Nasty nasty proof - Precalc and trig - Reiny, Sunday, February 22, 2009 at 8:10pm
I worked on both sides,
LS = (cosxcosa – sinxsina)^2 – sin^2a
= cos^2xcos^2a – 2cosxcosasinxsina + sin^2xsin^2a – sin^2a
= cos^2xcos^2a – 2cosxcosasinxsina + sin^2a(sin^2x – 1)
= cos^2xcos^2a – 2cosxcosasinxsina – sin^2acos^2x
= cos^2x(cos^2a – sin^2a) – 2cosxcosasinxsina
= cosx[cos2acosx – sin2asinx]
= cosx[(cos^2a – sin^2a)cosx – 2sinacosasinx]]
= cosx[cos^2acosx – sin^2acosx – 2sinacosasinx]
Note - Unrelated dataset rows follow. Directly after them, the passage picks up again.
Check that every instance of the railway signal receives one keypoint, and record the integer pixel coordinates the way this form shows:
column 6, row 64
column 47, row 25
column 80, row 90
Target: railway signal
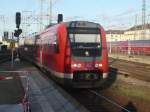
column 17, row 32
column 18, row 19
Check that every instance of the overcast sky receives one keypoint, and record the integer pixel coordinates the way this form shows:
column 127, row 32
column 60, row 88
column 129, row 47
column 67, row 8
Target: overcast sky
column 109, row 13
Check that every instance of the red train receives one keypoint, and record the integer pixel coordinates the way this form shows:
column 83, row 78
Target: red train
column 74, row 52
column 133, row 47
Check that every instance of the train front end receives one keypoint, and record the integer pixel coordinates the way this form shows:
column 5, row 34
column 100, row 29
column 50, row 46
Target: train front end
column 87, row 54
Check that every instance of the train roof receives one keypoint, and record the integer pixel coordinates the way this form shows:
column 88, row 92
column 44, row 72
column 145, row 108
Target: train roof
column 82, row 24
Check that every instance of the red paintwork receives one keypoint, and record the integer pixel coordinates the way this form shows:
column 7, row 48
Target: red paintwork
column 62, row 63
column 58, row 62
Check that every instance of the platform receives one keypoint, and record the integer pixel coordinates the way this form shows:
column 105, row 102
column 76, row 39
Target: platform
column 44, row 94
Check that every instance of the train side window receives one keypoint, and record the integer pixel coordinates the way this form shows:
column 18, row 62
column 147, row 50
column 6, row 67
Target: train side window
column 56, row 44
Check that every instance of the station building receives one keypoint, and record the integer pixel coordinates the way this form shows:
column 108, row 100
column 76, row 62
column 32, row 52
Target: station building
column 133, row 33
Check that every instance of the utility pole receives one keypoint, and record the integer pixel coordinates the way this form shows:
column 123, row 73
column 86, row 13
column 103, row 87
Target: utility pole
column 135, row 28
column 143, row 18
column 50, row 12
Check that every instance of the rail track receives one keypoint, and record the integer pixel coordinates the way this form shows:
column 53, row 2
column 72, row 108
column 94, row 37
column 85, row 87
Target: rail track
column 5, row 56
column 94, row 101
column 132, row 69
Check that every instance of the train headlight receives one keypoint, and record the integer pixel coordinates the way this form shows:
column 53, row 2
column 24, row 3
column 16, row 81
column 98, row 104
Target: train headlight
column 96, row 65
column 100, row 65
column 74, row 65
column 79, row 65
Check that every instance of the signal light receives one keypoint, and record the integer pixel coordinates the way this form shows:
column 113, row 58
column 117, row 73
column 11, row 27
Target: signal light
column 18, row 19
column 17, row 32
column 60, row 18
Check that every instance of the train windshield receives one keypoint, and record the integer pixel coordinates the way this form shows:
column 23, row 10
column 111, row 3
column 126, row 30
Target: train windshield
column 85, row 42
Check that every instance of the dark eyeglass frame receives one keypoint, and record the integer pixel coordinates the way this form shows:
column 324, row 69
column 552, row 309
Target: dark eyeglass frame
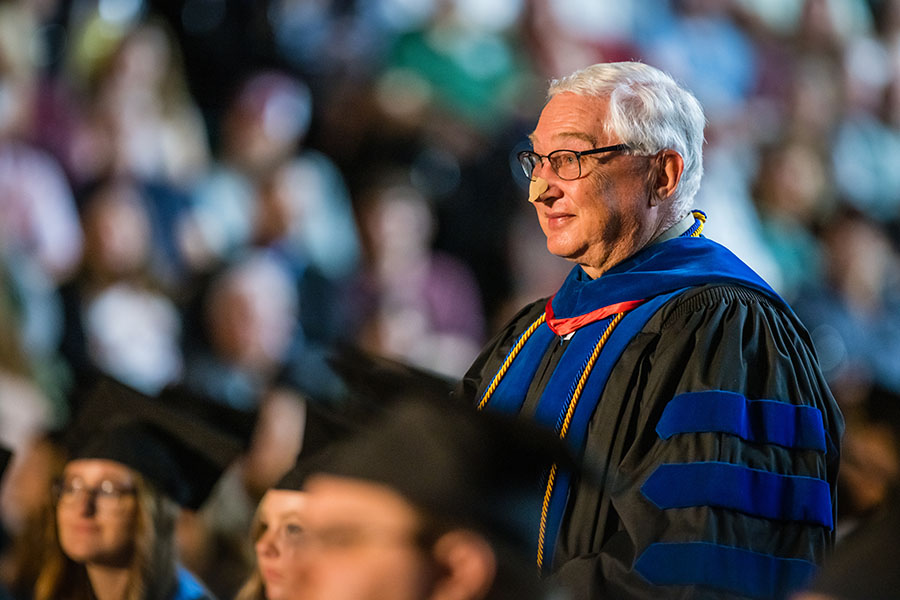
column 529, row 159
column 66, row 492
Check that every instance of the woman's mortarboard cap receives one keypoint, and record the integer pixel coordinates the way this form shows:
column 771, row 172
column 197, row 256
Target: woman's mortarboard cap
column 180, row 454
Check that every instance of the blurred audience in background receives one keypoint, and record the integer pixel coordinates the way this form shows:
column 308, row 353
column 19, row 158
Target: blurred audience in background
column 215, row 193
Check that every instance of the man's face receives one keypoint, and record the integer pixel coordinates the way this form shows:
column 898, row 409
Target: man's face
column 605, row 215
column 362, row 544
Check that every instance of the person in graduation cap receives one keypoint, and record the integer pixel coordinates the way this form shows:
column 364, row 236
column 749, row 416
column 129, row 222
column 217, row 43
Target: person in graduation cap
column 133, row 465
column 664, row 360
column 429, row 500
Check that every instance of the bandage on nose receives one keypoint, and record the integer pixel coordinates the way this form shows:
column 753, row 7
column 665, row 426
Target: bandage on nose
column 538, row 186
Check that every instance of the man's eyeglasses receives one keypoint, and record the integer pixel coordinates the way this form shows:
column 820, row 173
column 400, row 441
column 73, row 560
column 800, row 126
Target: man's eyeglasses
column 565, row 163
column 107, row 495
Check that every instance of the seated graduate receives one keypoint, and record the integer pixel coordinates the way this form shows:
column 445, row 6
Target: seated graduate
column 134, row 464
column 278, row 533
column 430, row 500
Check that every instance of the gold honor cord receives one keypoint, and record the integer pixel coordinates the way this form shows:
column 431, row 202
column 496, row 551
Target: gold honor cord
column 573, row 402
column 511, row 357
column 700, row 217
column 570, row 410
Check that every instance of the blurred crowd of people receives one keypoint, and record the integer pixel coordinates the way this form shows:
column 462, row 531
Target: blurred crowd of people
column 214, row 194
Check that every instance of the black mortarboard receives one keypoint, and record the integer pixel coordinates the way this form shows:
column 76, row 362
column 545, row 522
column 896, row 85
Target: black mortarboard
column 372, row 383
column 180, row 454
column 485, row 471
column 376, row 380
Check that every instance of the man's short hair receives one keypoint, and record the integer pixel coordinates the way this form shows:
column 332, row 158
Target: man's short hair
column 649, row 111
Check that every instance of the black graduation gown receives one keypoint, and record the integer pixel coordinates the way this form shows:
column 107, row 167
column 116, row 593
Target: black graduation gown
column 713, row 337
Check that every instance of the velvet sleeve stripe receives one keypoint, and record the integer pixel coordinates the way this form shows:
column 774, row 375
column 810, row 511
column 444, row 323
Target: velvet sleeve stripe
column 724, row 568
column 736, row 487
column 762, row 421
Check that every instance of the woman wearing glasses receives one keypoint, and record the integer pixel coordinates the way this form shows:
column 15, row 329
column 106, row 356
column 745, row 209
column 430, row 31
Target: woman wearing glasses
column 115, row 509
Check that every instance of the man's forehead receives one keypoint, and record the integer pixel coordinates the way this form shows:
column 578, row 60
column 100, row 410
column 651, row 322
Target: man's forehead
column 565, row 136
column 332, row 496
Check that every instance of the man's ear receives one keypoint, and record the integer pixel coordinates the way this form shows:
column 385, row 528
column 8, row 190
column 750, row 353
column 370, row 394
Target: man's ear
column 468, row 566
column 669, row 168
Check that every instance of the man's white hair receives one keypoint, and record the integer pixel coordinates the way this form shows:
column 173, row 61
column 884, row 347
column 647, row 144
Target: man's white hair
column 648, row 111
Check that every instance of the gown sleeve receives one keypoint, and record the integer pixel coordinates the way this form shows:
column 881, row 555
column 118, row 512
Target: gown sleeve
column 717, row 441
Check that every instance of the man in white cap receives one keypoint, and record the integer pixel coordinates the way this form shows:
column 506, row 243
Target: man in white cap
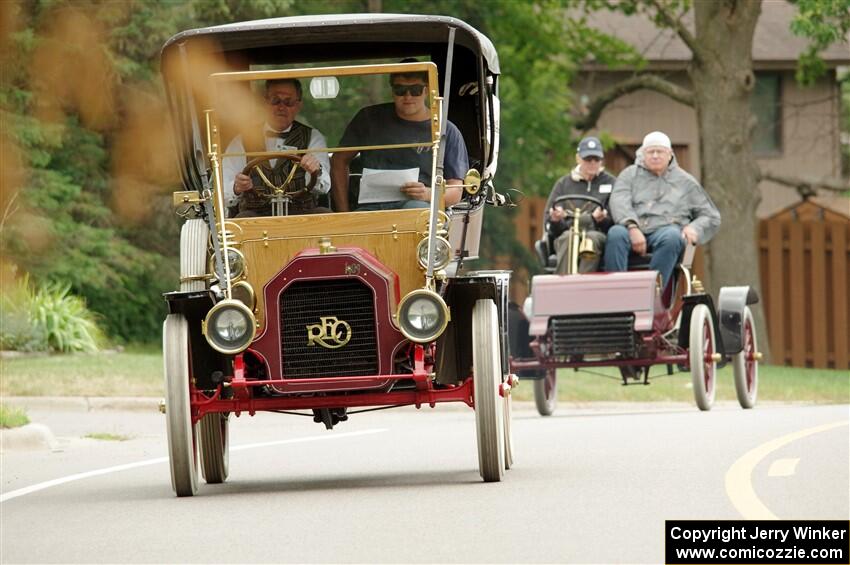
column 588, row 178
column 658, row 207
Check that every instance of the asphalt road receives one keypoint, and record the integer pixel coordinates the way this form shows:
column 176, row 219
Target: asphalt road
column 590, row 485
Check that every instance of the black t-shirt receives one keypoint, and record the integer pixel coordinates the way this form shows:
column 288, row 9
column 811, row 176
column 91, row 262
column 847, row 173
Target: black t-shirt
column 379, row 125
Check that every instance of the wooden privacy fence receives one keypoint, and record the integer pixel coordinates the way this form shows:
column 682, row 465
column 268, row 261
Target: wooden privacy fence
column 803, row 260
column 804, row 263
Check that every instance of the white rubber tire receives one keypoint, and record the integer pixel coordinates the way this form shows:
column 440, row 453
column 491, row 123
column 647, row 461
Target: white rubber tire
column 182, row 435
column 744, row 366
column 546, row 393
column 489, row 406
column 215, row 447
column 702, row 341
column 509, row 433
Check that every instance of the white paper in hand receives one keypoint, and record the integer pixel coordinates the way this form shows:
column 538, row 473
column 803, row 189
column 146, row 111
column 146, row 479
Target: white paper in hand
column 380, row 185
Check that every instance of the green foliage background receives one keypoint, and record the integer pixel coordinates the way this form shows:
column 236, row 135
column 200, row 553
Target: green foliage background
column 121, row 267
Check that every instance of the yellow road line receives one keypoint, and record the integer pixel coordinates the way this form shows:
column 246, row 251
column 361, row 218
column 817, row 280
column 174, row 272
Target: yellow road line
column 739, row 486
column 783, row 467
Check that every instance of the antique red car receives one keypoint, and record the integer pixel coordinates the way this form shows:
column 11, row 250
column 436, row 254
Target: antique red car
column 333, row 310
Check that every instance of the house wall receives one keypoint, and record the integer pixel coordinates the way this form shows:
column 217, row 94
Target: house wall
column 810, row 130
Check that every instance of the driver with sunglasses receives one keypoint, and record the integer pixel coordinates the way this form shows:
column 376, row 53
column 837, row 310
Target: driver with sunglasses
column 281, row 132
column 407, row 119
column 588, row 178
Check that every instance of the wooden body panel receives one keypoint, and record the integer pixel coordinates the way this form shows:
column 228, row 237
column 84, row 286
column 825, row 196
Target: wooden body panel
column 270, row 243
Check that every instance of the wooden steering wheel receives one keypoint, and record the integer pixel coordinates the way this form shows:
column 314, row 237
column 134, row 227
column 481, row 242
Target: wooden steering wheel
column 270, row 190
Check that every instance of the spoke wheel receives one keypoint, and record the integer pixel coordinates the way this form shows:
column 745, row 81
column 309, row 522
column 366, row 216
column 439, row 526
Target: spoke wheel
column 182, row 434
column 702, row 347
column 745, row 366
column 489, row 405
column 546, row 393
column 509, row 434
column 215, row 447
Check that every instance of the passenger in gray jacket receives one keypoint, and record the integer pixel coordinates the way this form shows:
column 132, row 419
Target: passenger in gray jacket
column 658, row 207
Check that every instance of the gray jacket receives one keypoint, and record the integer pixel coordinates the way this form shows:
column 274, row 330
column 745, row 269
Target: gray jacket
column 654, row 201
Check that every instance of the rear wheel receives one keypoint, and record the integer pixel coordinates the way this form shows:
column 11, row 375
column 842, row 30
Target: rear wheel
column 546, row 393
column 182, row 435
column 701, row 353
column 487, row 378
column 215, row 447
column 745, row 365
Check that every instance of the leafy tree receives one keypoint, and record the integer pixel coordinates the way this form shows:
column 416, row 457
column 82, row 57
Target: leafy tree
column 721, row 80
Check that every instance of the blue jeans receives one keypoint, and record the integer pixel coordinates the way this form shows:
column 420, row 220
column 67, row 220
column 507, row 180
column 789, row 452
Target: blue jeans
column 400, row 205
column 666, row 245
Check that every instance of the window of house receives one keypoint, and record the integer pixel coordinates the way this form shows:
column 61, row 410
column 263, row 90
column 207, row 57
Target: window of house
column 766, row 103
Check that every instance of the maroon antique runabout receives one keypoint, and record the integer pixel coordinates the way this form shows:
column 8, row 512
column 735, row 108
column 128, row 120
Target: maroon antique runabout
column 627, row 320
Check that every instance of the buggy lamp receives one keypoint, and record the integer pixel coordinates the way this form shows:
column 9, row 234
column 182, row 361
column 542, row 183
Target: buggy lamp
column 422, row 316
column 442, row 253
column 230, row 327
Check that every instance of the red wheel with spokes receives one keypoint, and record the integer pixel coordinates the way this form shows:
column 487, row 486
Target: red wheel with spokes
column 702, row 356
column 745, row 364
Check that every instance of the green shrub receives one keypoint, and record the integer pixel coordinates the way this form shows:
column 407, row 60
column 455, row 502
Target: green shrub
column 12, row 417
column 47, row 318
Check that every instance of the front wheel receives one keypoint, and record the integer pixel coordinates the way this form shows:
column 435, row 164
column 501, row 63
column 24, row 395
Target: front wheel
column 182, row 434
column 701, row 354
column 546, row 393
column 487, row 378
column 745, row 364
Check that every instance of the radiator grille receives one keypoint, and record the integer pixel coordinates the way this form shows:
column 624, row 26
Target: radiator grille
column 303, row 304
column 588, row 335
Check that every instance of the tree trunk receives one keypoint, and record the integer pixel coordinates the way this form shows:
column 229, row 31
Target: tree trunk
column 722, row 77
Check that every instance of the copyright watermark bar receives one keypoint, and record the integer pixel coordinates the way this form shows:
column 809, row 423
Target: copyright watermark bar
column 813, row 542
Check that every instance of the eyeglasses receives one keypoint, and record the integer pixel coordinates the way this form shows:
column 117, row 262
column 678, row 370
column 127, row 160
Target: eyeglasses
column 412, row 89
column 288, row 102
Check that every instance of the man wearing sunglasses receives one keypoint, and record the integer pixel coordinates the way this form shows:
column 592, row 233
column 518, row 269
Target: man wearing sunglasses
column 658, row 208
column 281, row 132
column 407, row 119
column 588, row 178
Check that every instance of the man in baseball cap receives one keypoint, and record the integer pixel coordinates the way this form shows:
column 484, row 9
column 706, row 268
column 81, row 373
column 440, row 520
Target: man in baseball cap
column 588, row 178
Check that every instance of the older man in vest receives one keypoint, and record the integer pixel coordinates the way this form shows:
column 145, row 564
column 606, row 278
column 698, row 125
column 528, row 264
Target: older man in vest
column 281, row 132
column 659, row 208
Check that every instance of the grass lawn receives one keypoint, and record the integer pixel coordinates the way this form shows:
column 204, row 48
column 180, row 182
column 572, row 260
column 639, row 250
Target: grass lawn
column 12, row 417
column 133, row 372
column 138, row 372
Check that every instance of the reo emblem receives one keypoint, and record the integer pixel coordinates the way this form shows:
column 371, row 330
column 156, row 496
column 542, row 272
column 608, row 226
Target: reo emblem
column 330, row 333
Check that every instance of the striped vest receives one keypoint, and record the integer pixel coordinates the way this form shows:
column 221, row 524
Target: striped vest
column 299, row 137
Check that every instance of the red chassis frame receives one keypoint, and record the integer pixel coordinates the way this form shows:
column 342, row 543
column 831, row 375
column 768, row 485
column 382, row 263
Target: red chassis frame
column 243, row 401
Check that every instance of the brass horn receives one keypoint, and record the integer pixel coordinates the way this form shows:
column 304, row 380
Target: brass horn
column 587, row 249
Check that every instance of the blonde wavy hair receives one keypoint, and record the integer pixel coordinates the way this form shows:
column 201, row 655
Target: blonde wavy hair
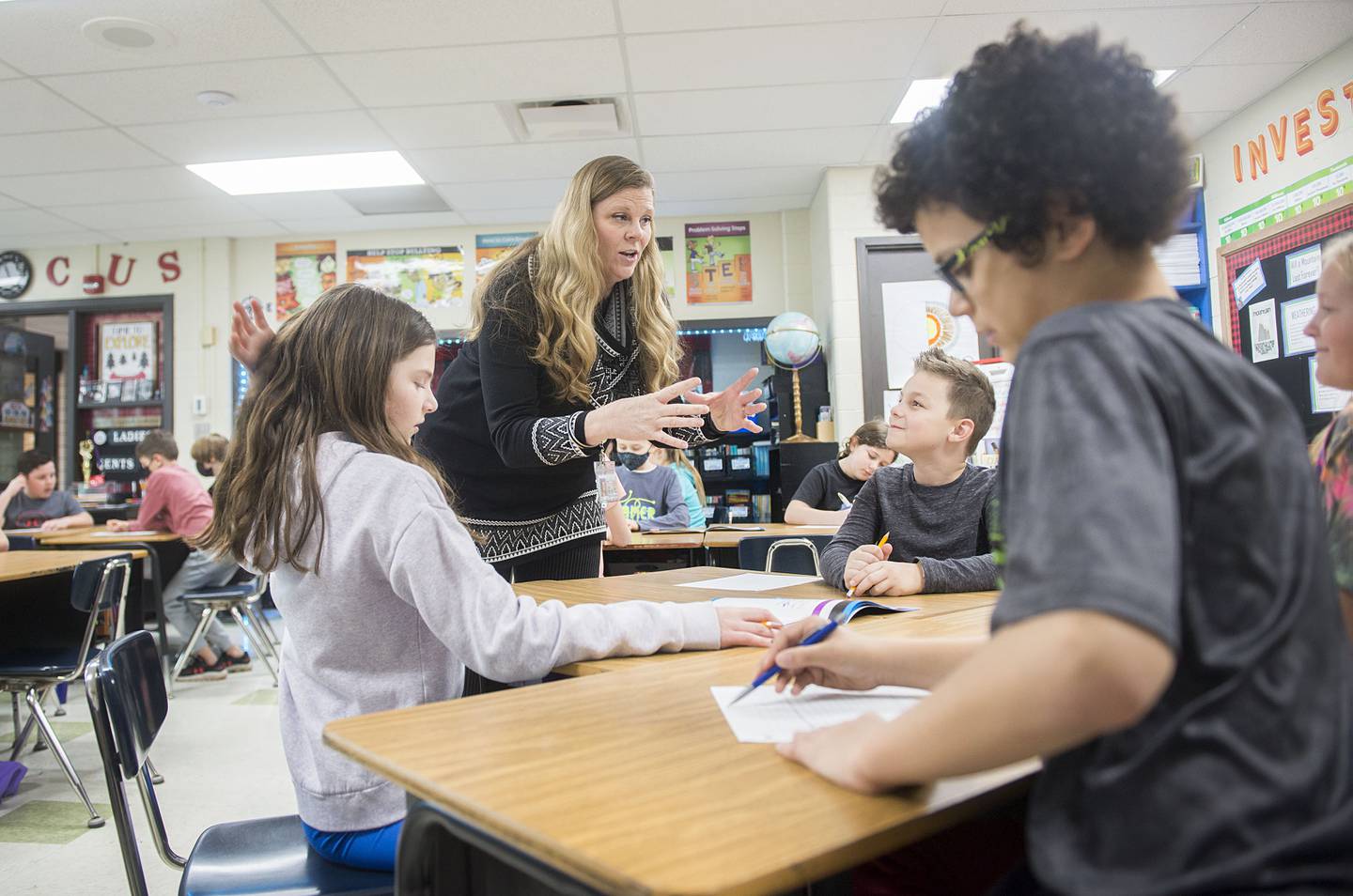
column 569, row 285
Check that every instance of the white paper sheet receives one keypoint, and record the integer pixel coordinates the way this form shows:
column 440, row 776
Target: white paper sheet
column 753, row 582
column 765, row 717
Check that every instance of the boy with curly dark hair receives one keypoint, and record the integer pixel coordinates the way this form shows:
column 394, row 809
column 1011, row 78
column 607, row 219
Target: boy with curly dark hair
column 1168, row 638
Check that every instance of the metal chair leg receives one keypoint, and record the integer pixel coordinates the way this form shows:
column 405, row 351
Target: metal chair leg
column 263, row 651
column 51, row 736
column 208, row 613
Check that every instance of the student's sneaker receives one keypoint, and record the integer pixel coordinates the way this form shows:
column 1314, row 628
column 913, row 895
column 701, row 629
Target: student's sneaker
column 234, row 663
column 197, row 671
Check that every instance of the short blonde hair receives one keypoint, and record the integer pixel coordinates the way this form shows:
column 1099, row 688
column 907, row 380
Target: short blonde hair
column 971, row 394
column 210, row 448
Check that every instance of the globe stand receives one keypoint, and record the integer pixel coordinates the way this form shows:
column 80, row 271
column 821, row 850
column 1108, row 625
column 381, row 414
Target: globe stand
column 799, row 414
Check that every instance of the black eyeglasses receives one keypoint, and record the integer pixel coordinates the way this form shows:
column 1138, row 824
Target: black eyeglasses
column 950, row 267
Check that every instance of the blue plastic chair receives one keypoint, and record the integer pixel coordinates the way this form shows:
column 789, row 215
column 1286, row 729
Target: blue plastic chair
column 46, row 641
column 772, row 554
column 260, row 857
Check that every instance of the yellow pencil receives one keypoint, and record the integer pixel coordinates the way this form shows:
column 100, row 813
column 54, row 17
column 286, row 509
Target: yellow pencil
column 881, row 543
= cos^2acos^2x – sin^2acos^2x - 2sinacosasinx
= cos^2x(cos^2a – sin^2a) - 2sinacosasinx
Precalc and trig - hayden, Sunday, February 22, 2009 at 8:19pm
thanks! i accidentally posted this twice
Precalc and trig - hayden, Sunday, February 22, 2009 at 8:43pm
cos^2x(cos^2a – sin^2a) - 2sinacosasinx
cos^2x(cos^2a – sin^2a) – 2cosxcosasinxsina
Precalc and trig - Reiny, Sunday, February 22, 2009 at 11:16pm
thanks for catching that typo, it is so hard to type those complicated trig expressions without making some errors.
on RS it looks like I forgot to multiply cosx by that last term
cosx[cos^2acosx – sin^2acosx – 2sinacosasinx]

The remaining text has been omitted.